New legislation and the emergence of technologies are giving everyone an opportunity at building a real estate empire. Education is the keys to taking that first step and whether you’re a real estate tycoon or looking to get started in real estate investing Equifund has you covered. Knowledge is the mortar of wealth creation, and with that in mind we’ve prepared for you the 6 MUST KNOWS of real estate investing.
1. Tenant Covenant
When reviewing a real estate investing opportunity, have a good understanding of the tenants and the nature of their business. Learn about the industry they are in and the overall health of that industry. Determine if they have multiple locations across the city, country or globe. Typically, tenants with multiple locations usually have a good covenant and are secure in their business dealings.
Through the use of rent rolls, get a good understanding of the tenants that are either late in paying rent or chronically late. Tenants that are having difficulty paying rent may have a cash flow problem which could result in default of the lease. Your tenants cash flow problem is your problem.
3. Rents and Markets
Have a general understanding of what the market rents are as well as vacancy rates for investments similar to the one you are considering. Access the net market rent paid by the tenants. If they are below market, consider the term remaining in their leases and estimate what they should be paying and more importantly if they are able to pay. Categorize the investment as being either better or worse than market. If it is better, then you should anticipate that your revenues will go down as the market reaches equilibrium. Tenants will inevitably move to more affordable accommodations if the opportunity presents itself. Which means, anticipate that they may move from your building to another if your rents are higher than comparable properties. If the investment is performing below market, determine how it can achieve market norms through rent increases or operating cost reductions.
4. Operating Costs
Operating costs are a factor of what it takes to operate the building. In many cases where rent is charged as a net rent, the tenants are responsible for paying their proportionate share of operating costs. Be sure the operating costs are at or below market so that they are not punitive in a tenant’s ability to pay them.
5. Recapitalization Costs
The cost to repair base building items, i.e., roof, windows, common area elements, and HVAC repairs, are paid out of the net operating income of the building. That means, they are not recoverable from the tenants and therefore come out of the profits of the real estate investment. Be sure you have a good understanding of the short and long-term recapitalization costs as they will affect your anticipated profits and should be factored into the market value of the building.

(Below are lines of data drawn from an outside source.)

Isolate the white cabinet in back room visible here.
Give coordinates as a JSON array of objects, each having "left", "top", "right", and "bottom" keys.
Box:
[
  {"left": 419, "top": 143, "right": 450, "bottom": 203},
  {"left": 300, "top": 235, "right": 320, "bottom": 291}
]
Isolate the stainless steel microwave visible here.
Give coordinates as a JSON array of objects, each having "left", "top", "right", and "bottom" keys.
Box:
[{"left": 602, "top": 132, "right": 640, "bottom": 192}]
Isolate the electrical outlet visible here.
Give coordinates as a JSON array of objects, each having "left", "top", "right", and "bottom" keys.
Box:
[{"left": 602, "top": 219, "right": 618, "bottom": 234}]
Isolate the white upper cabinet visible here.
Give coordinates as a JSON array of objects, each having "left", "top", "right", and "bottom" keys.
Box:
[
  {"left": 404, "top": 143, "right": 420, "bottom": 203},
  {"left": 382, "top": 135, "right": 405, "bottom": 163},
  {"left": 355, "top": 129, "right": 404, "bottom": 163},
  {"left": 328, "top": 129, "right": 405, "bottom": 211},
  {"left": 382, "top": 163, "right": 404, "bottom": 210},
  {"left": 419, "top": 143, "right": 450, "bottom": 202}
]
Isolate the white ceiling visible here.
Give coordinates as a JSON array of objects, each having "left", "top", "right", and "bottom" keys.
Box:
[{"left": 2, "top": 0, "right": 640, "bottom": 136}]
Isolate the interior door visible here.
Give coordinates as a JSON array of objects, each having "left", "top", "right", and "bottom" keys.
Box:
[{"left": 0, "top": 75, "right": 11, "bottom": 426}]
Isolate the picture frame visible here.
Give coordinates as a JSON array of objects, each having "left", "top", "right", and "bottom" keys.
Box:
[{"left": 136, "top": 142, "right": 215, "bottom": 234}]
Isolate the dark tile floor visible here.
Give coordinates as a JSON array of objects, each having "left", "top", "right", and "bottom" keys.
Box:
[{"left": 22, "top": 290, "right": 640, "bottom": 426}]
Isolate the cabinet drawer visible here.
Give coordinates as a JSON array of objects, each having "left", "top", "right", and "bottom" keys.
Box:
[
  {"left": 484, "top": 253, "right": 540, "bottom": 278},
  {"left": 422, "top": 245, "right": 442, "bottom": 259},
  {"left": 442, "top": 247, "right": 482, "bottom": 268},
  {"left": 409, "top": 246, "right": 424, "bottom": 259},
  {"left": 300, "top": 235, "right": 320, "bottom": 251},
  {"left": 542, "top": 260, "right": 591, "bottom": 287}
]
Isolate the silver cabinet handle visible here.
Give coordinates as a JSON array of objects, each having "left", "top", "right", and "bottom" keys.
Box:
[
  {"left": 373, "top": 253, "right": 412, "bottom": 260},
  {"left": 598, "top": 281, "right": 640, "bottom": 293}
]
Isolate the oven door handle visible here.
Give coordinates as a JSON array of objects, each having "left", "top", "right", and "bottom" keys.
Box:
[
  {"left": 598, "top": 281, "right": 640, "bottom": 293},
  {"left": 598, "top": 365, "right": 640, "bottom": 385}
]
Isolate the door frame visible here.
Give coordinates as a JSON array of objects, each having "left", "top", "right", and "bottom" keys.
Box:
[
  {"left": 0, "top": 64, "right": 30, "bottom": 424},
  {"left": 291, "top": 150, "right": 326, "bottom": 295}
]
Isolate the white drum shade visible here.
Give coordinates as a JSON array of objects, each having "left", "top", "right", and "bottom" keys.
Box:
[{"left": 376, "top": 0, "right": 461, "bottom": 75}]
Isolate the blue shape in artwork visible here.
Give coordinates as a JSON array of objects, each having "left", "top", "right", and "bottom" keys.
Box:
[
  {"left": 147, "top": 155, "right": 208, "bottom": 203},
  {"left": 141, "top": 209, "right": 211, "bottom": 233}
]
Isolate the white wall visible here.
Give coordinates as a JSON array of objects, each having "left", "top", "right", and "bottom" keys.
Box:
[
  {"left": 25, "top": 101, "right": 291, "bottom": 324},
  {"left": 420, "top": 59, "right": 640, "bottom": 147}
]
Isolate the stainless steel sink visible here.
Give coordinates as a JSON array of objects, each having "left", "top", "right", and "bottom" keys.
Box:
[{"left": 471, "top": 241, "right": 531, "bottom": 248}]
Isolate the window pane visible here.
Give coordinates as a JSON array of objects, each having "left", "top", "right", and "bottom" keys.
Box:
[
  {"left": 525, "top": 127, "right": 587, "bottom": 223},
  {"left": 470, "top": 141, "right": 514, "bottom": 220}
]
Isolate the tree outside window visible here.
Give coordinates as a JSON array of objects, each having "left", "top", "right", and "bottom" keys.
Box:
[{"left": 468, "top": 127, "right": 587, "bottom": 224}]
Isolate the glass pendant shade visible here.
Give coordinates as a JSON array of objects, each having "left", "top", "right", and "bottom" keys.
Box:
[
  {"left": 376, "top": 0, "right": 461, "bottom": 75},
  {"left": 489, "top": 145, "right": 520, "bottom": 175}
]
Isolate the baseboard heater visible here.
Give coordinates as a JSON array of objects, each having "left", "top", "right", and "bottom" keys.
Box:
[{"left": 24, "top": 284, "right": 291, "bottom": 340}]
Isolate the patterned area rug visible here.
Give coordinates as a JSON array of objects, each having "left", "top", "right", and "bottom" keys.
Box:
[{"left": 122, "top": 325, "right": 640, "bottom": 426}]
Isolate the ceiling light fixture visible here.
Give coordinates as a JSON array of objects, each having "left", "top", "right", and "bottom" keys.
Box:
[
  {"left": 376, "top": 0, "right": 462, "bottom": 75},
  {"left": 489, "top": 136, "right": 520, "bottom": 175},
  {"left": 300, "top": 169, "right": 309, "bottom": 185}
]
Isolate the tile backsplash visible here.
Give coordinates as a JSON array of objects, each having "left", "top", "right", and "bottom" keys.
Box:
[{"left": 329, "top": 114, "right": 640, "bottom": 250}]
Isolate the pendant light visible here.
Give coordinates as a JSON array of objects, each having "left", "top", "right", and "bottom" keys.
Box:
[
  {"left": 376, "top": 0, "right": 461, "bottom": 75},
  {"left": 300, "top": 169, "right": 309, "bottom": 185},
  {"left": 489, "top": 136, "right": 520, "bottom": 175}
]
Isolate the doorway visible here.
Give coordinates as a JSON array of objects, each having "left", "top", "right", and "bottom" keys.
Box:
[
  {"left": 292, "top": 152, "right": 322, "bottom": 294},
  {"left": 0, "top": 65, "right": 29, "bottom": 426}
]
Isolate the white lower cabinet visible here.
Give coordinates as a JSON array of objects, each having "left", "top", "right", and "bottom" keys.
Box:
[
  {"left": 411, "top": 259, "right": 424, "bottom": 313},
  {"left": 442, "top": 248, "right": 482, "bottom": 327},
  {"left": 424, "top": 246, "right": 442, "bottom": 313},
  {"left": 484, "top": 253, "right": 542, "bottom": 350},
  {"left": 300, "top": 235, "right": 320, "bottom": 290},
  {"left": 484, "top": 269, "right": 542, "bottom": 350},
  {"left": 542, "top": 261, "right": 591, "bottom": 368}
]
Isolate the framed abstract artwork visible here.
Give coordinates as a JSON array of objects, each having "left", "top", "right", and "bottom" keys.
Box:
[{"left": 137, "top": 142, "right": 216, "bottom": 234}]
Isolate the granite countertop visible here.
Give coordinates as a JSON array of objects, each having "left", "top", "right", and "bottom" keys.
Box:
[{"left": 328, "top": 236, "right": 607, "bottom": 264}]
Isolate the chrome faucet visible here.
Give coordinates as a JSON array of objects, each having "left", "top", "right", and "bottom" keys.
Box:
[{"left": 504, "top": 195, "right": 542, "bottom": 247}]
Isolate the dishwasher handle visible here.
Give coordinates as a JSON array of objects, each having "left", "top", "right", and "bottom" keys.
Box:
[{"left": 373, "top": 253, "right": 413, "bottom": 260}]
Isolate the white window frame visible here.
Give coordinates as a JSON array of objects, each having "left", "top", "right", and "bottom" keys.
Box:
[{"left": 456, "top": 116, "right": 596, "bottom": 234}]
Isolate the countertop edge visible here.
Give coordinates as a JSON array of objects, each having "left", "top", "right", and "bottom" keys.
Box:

6. Microeconomic Conditions
What is happening in the economy that might affect the financial performance of your investment. If you have a building that is occupied by government departments you would want to know the overall objectives of that government. For example, if a new government is planning cutbacks, you might anticipate that they will not renew leases. If one of your tenants belongs to a booming industry they might not renew because they will require larger accommodations.